The Joint Conference on Digital Libraries (JCDL) took place at George Washington University this month. My first JCDL, the mix of information science and computer science was quite enjoyable. I was there with a poster, which I’ve previously described.
The highlight of the conference were the three solid keynote speakers. Jason Scott – lately of the Internet Archive – kicked off the conference with All You Cared about Is Gone and All Your Friends Are Dead: The Fun Frolic of Preservation Activism. Scott spoke about his own background as an accidental archivist, starting with BBSs and CD-ROM mailers, and how his desire to preserve online emphera eventually led to the Archive Team.

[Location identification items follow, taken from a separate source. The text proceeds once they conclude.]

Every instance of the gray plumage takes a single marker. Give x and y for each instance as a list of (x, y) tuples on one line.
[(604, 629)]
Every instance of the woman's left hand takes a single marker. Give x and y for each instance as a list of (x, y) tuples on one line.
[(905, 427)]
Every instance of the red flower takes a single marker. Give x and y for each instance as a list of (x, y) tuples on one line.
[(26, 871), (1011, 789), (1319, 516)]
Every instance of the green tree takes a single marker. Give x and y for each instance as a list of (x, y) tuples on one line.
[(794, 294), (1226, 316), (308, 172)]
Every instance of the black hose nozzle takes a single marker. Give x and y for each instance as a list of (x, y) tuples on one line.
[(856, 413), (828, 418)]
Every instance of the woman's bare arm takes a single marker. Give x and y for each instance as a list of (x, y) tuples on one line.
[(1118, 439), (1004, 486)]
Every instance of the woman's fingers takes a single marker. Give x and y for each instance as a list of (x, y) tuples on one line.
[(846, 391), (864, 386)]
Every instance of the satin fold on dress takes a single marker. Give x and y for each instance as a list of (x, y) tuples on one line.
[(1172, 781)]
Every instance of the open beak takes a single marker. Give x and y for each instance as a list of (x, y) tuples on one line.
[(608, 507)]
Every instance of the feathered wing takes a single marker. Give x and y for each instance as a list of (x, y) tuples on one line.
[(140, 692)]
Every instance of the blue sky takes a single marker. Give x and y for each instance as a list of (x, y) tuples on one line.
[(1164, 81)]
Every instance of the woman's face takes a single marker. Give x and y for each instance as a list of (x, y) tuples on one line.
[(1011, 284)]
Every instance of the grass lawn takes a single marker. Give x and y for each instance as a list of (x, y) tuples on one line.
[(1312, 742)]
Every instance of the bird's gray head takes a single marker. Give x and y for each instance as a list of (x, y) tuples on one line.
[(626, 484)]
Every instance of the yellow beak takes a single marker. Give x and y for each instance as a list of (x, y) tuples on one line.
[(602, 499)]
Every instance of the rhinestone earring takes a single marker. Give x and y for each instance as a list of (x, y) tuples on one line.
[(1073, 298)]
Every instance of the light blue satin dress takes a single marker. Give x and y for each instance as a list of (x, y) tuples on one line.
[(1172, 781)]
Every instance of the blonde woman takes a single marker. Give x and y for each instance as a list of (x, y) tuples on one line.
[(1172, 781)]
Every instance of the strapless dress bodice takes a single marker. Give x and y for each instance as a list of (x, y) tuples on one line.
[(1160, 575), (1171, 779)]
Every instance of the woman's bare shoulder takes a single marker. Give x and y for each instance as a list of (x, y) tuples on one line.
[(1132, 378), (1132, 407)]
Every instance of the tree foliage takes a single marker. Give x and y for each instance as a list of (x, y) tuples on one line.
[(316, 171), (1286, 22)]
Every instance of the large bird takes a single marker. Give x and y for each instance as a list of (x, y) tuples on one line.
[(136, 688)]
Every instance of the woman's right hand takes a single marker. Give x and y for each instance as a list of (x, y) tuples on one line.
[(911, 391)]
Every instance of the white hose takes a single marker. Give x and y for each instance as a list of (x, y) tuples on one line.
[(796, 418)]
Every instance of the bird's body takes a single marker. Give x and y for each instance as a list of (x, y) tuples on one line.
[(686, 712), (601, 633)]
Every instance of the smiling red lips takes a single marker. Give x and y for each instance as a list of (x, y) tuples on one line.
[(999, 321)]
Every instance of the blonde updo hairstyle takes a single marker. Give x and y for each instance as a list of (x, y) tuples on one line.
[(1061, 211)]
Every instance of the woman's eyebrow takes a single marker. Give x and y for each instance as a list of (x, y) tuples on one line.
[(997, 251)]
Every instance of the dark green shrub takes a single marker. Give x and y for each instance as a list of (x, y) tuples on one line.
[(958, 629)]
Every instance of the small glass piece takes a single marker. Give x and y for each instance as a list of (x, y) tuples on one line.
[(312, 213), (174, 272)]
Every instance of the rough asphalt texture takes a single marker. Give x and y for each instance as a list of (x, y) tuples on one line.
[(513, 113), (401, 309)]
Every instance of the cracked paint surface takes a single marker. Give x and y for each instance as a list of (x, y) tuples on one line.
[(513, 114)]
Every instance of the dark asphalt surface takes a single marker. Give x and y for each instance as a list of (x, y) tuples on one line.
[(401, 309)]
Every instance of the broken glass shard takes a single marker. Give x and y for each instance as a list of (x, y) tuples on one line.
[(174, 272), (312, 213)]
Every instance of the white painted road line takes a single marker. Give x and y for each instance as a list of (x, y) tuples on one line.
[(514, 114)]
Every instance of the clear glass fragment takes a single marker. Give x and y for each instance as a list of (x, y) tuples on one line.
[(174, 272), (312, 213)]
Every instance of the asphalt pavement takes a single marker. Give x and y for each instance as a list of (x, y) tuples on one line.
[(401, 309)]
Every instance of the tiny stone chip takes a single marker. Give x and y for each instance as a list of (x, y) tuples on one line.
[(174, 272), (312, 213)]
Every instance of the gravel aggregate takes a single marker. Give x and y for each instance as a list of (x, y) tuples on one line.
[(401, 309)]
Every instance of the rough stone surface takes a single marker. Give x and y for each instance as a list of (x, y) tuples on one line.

The Archive Team is a renegade group of data archivers, finding sites which are being shuttered or are expected to disappear in the close future, and trying their best to archive the data. Started in response to Scott’s call to arms when AOL Hometown was shut down, the Archive Team is a clever, capable crew, one that Scott claims to primarily be the mascot of. Among their most important saves, the Archive Team was able to capture a significant portion of Geocities – the hosted web space that everyone and their mother had before blogs – before it was taken down by Yahoo. Their current attempt to back up Apple’s MobileMe service is the largest effort yet, eclipsing Geocities considerably.
I don’t intend to focus simply on Scott, nor could I do his message more justice than his own writing, including Eviction, or the Coming Datapocalypse and Datapocalypso!. There is also a good recent article about Jason Scott and the Archive Team, Fire in the Library, in the MIT Technology Review. His talk set the tone for the entire conference, with constant callbacks from presentators.

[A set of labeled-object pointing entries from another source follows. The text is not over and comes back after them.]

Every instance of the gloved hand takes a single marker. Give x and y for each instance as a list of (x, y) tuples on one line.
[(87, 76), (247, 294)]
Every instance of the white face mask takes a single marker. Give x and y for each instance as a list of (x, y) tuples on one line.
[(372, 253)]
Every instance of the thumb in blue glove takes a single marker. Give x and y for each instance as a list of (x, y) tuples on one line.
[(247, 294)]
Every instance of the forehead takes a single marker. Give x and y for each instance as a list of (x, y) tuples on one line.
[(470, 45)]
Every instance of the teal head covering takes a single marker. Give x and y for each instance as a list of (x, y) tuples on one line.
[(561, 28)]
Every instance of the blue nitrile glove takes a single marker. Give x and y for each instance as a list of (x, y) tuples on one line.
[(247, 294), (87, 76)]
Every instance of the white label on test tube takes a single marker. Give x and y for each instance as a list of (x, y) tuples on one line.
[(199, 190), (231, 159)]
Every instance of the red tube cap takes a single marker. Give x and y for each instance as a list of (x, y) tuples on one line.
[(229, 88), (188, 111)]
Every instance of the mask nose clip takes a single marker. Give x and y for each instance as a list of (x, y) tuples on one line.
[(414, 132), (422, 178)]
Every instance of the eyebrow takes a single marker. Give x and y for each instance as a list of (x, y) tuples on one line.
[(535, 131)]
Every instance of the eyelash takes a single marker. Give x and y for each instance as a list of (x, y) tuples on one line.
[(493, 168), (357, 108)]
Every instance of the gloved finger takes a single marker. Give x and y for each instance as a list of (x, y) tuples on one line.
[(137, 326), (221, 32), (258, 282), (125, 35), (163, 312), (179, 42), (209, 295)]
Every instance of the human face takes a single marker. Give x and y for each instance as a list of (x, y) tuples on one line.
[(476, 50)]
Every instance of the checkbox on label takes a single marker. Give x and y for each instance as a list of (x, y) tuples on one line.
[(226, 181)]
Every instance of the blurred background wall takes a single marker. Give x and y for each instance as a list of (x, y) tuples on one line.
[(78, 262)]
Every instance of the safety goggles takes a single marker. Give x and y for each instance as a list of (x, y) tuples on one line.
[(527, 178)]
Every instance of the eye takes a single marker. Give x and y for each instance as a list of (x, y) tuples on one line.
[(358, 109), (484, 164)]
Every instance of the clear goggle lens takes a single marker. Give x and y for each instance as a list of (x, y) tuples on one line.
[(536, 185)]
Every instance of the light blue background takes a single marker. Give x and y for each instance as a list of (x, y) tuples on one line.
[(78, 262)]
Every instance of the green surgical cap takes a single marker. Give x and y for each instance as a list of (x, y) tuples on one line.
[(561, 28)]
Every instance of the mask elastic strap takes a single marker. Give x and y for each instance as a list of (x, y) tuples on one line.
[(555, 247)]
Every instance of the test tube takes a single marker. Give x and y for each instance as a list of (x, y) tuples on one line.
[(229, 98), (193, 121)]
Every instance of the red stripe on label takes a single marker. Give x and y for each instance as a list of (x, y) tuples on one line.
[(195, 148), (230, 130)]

The second keynote speaker was Carole Goble, presenting The Reality of Reproducibility for in silico [ppt slides]. Goble prefaced her talk by encouraging us to all read Borgman’s The Conundrum of Sharing Research Data (2011), which covers similar ground.
“An article about computational science in a scientific publication is not the scholarship itself, it is merely advertising of the scholarship. The actual scholarship is the complete software development environment, [the complete data] and the complete set of instructions which generated the figures.” – David Donoho, “Wavelab and Reproducible Research,” 1995 (via Carol Gobel)
Goble described the magnitude of the problem with black boxes in research. While scientists write papers about their work and findings, reproducing their results is often difficult, if not impossible. This isn’t necessarily because the research is questionable – though Goble does touch on this issue – but often because there is not enough information to reproduce the research. As more research is dependent on computer programs and code, reproducibility should be trivial. Yet, when code is not shared and ‘publication’ is interpreted as a description of work rather than a self-contained contribution to society of one’s work, it inhibits reproducibility and consequently casts suspicion on the findings. As Goble put it, papers should be executable. To this end, she argues for a Reproducible Research System (RRS), consisting of a Reproducible Research Environment (RRE) for aggregating computational tools and a Reproducible Research Publisher (RRP) for publishing in a ways that a paper can connect to a RRE and be executable.
“We need a paradigm that makes it simple, even for scientists who do not themselves program, to perform and publish reproducible computational research.”
George Dyson gave the closing keynote with his talk, The Sensible Moment: 1680 – 2012. Based around his research for Turing’s Cathedral: The Origins of the Digital Universe, Dyson gave us a computing history of memory. Many interesting tidbits here, such as Francis Bacon’s binary cypher, where letters where encoding in 5-bit blocks. Also notable was Robert Hooke’s back of the envelope calculation of how many thoughts (ideas) a human is capable of, and Alfred Smee’s wonderfully concise description of consciousness.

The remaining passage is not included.